Во время своей кампании индустриализации Петр I сумел направить купеческий капитал (заработанный, как правило, на винных откупах и других государственных контрактах) и навыки в металлургию. Но этой части предпринимателей были предоставлены те же феодальные льготы, что и иностранцам, так что они оказались так же прочно привязаны к феодальному строю. Так, например, они стремились получить доступ к лесам и рудникам, какой был у их конкурентов. Они попросили освобождение от налогов, монопольное право и гарантированные государственные контракты. Но прежде всего они хотели иметь такой же доступ к несвободной рабочей силе, какой был предоставлен дворянам и иностранцам. И они всё это получили. В своем стремлении поощрять производство государство уступало желаниям купцов-промышленников так, что даже нарушило неприкосновенность прав и привилегий сословий и позволило купцам-промышленникам приобретать для своих мануфактур крепостных работников. Наконец, наиболее преуспевающие из железозаводчиков начали претендовать на дворянские титулы и получили и их тоже. Стремясь поскорее принять ценности своего нового сословия, они теряли интерес к промышленной деятельности и обычно как можно скорее продавали свои предприятия. Лучший пример такого поведения — семья Демидовых, как показывает исследование Хадсона.

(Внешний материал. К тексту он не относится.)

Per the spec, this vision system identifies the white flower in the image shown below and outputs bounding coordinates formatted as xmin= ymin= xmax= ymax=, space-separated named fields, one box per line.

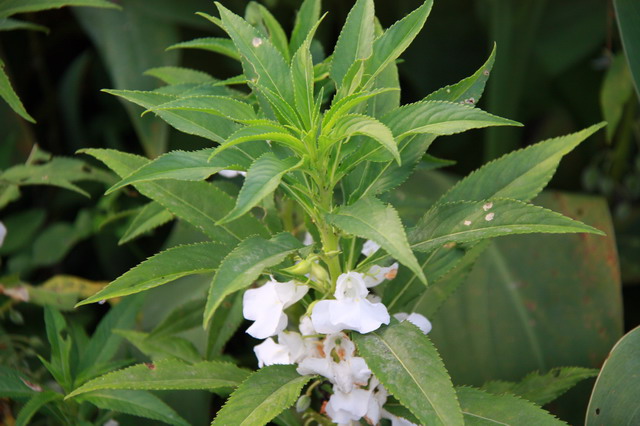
xmin=303 ymin=232 xmax=314 ymax=246
xmin=0 ymin=221 xmax=6 ymax=248
xmin=218 ymin=169 xmax=246 ymax=178
xmin=361 ymin=240 xmax=380 ymax=257
xmin=299 ymin=315 xmax=316 ymax=336
xmin=325 ymin=388 xmax=371 ymax=424
xmin=297 ymin=333 xmax=371 ymax=393
xmin=393 ymin=312 xmax=432 ymax=335
xmin=363 ymin=262 xmax=399 ymax=288
xmin=311 ymin=272 xmax=390 ymax=334
xmin=254 ymin=338 xmax=291 ymax=368
xmin=243 ymin=279 xmax=308 ymax=339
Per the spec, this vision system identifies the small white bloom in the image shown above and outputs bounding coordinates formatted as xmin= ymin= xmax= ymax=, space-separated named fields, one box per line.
xmin=254 ymin=338 xmax=291 ymax=368
xmin=103 ymin=420 xmax=119 ymax=426
xmin=303 ymin=232 xmax=314 ymax=246
xmin=325 ymin=388 xmax=371 ymax=424
xmin=0 ymin=221 xmax=6 ymax=248
xmin=394 ymin=312 xmax=432 ymax=335
xmin=277 ymin=331 xmax=315 ymax=363
xmin=361 ymin=240 xmax=380 ymax=257
xmin=218 ymin=169 xmax=247 ymax=178
xmin=299 ymin=315 xmax=316 ymax=336
xmin=243 ymin=280 xmax=308 ymax=339
xmin=311 ymin=272 xmax=390 ymax=334
xmin=363 ymin=262 xmax=399 ymax=287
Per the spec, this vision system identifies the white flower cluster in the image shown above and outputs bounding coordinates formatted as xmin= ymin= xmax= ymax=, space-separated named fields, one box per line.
xmin=242 ymin=240 xmax=431 ymax=425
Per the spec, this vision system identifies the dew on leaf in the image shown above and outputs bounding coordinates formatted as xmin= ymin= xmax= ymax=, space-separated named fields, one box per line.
xmin=252 ymin=37 xmax=263 ymax=47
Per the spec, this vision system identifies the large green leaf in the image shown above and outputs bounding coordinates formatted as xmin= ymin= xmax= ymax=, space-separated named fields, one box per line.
xmin=614 ymin=0 xmax=640 ymax=99
xmin=333 ymin=114 xmax=401 ymax=164
xmin=212 ymin=121 xmax=304 ymax=157
xmin=79 ymin=389 xmax=189 ymax=426
xmin=408 ymin=199 xmax=603 ymax=253
xmin=456 ymin=387 xmax=565 ymax=425
xmin=289 ymin=0 xmax=320 ymax=54
xmin=119 ymin=202 xmax=174 ymax=245
xmin=206 ymin=292 xmax=244 ymax=358
xmin=245 ymin=2 xmax=290 ymax=62
xmin=145 ymin=66 xmax=214 ymax=85
xmin=290 ymin=35 xmax=315 ymax=129
xmin=330 ymin=0 xmax=375 ymax=87
xmin=353 ymin=321 xmax=463 ymax=425
xmin=15 ymin=391 xmax=63 ymax=426
xmin=150 ymin=299 xmax=205 ymax=339
xmin=428 ymin=192 xmax=622 ymax=416
xmin=75 ymin=0 xmax=178 ymax=157
xmin=77 ymin=242 xmax=227 ymax=306
xmin=216 ymin=3 xmax=293 ymax=106
xmin=147 ymin=95 xmax=258 ymax=122
xmin=117 ymin=330 xmax=202 ymax=364
xmin=204 ymin=232 xmax=303 ymax=326
xmin=219 ymin=153 xmax=299 ymax=224
xmin=586 ymin=326 xmax=640 ymax=425
xmin=0 ymin=58 xmax=35 ymax=122
xmin=81 ymin=149 xmax=269 ymax=244
xmin=67 ymin=359 xmax=250 ymax=397
xmin=481 ymin=367 xmax=599 ymax=406
xmin=167 ymin=37 xmax=240 ymax=61
xmin=437 ymin=124 xmax=606 ymax=204
xmin=212 ymin=365 xmax=313 ymax=426
xmin=0 ymin=0 xmax=118 ymax=17
xmin=326 ymin=197 xmax=426 ymax=283
xmin=383 ymin=101 xmax=521 ymax=140
xmin=362 ymin=0 xmax=432 ymax=84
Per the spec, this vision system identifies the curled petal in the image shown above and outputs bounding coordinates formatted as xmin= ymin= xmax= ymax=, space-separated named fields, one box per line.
xmin=246 ymin=311 xmax=287 ymax=340
xmin=326 ymin=388 xmax=371 ymax=424
xmin=254 ymin=338 xmax=291 ymax=368
xmin=394 ymin=312 xmax=432 ymax=335
xmin=361 ymin=240 xmax=380 ymax=257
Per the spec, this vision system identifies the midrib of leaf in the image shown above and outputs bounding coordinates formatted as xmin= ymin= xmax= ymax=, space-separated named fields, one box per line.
xmin=462 ymin=411 xmax=509 ymax=425
xmin=486 ymin=245 xmax=545 ymax=371
xmin=372 ymin=329 xmax=449 ymax=424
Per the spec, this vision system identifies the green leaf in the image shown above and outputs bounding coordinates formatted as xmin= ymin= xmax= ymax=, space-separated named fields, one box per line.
xmin=330 ymin=0 xmax=375 ymax=87
xmin=0 ymin=366 xmax=40 ymax=398
xmin=204 ymin=232 xmax=303 ymax=327
xmin=119 ymin=202 xmax=174 ymax=245
xmin=67 ymin=359 xmax=249 ymax=397
xmin=206 ymin=292 xmax=244 ymax=358
xmin=481 ymin=367 xmax=599 ymax=406
xmin=144 ymin=66 xmax=214 ymax=85
xmin=333 ymin=114 xmax=400 ymax=164
xmin=146 ymin=95 xmax=258 ymax=122
xmin=105 ymin=148 xmax=247 ymax=194
xmin=614 ymin=0 xmax=640 ymax=99
xmin=15 ymin=391 xmax=63 ymax=426
xmin=0 ymin=58 xmax=35 ymax=122
xmin=167 ymin=37 xmax=241 ymax=61
xmin=117 ymin=330 xmax=201 ymax=364
xmin=77 ymin=242 xmax=227 ymax=306
xmin=79 ymin=389 xmax=189 ymax=426
xmin=382 ymin=101 xmax=521 ymax=140
xmin=586 ymin=326 xmax=640 ymax=425
xmin=291 ymin=36 xmax=315 ymax=129
xmin=353 ymin=321 xmax=463 ymax=425
xmin=216 ymin=2 xmax=293 ymax=106
xmin=0 ymin=0 xmax=118 ymax=18
xmin=43 ymin=307 xmax=73 ymax=392
xmin=76 ymin=296 xmax=143 ymax=385
xmin=245 ymin=2 xmax=290 ymax=62
xmin=104 ymin=89 xmax=237 ymax=143
xmin=362 ymin=0 xmax=432 ymax=85
xmin=219 ymin=153 xmax=299 ymax=224
xmin=600 ymin=54 xmax=634 ymax=140
xmin=326 ymin=197 xmax=426 ymax=284
xmin=151 ymin=299 xmax=205 ymax=339
xmin=0 ymin=17 xmax=49 ymax=32
xmin=212 ymin=365 xmax=313 ymax=426
xmin=213 ymin=121 xmax=304 ymax=157
xmin=408 ymin=199 xmax=604 ymax=253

Таким вот образом, согласно Павленко, мануфактура — способ производства, характерный для капитализма, — была приспособлена к существующему социальному порядку в России и дала в результате особенную некапиталистическую разновидность мануфактуры. Естественно, она не принесла с собой нового способа производства. То, что мы находим в 30-е, 40-е и 50-е годы XVIII столетия, — это расцвет феодальной мануфактуры, капиталистической формы, внедренной в российскую феодально-крепостную систему и ею же искаженной.

К концу 40-х дворяне начали интересоваться промышленностью, особенно производством льняного полотна, холста и винокурением. Соответственно, они стали устраивать в своих поместьях мануфактуры, используя ресурсы поместий, в том числе и трудовые. Парадокс в том, что их деятельность подтолкнула развитие настоящего капитализма, так как, стремясь избавиться от экономической конкуренции, эти вотчинные предприниматели объединялись с другими представителями своего сословия, чтобы вынудить государство лишить недворян доступа к подневольной рабочей силе. Своей цели они достигли: к 60-м годам XVIII столетия купцы-предприниматели были вынуждены прибегнуть к наемной рабочей силе, хотели они того или нет. К счастью, к этому моменту уже хватало желающих уйти из деревни и заняться несельскохозяйственной деятельностью крестьян, чтобы образовать рынок труда. Преимуществами этого рынка могли также пользоваться и крестьяне-кустари, и мелкотоварные производители, которые иногда становились владельцами мануфактур. Таким вот образом мануфактуры, которые начали создаваться с 60-х годов недворянами, внедрили новый способ производства: капитализм. Но уже утвердившиеся феодальные мануфактуры часто выдерживали конкуренцию благодаря своим феодальным привилегиям. До начала эпохи Великих реформ две формы производства и два формируемых ими уклада сосуществовали бок о бок в одной социально-экономической формации, хотя история была на стороне чисто капиталистической формы.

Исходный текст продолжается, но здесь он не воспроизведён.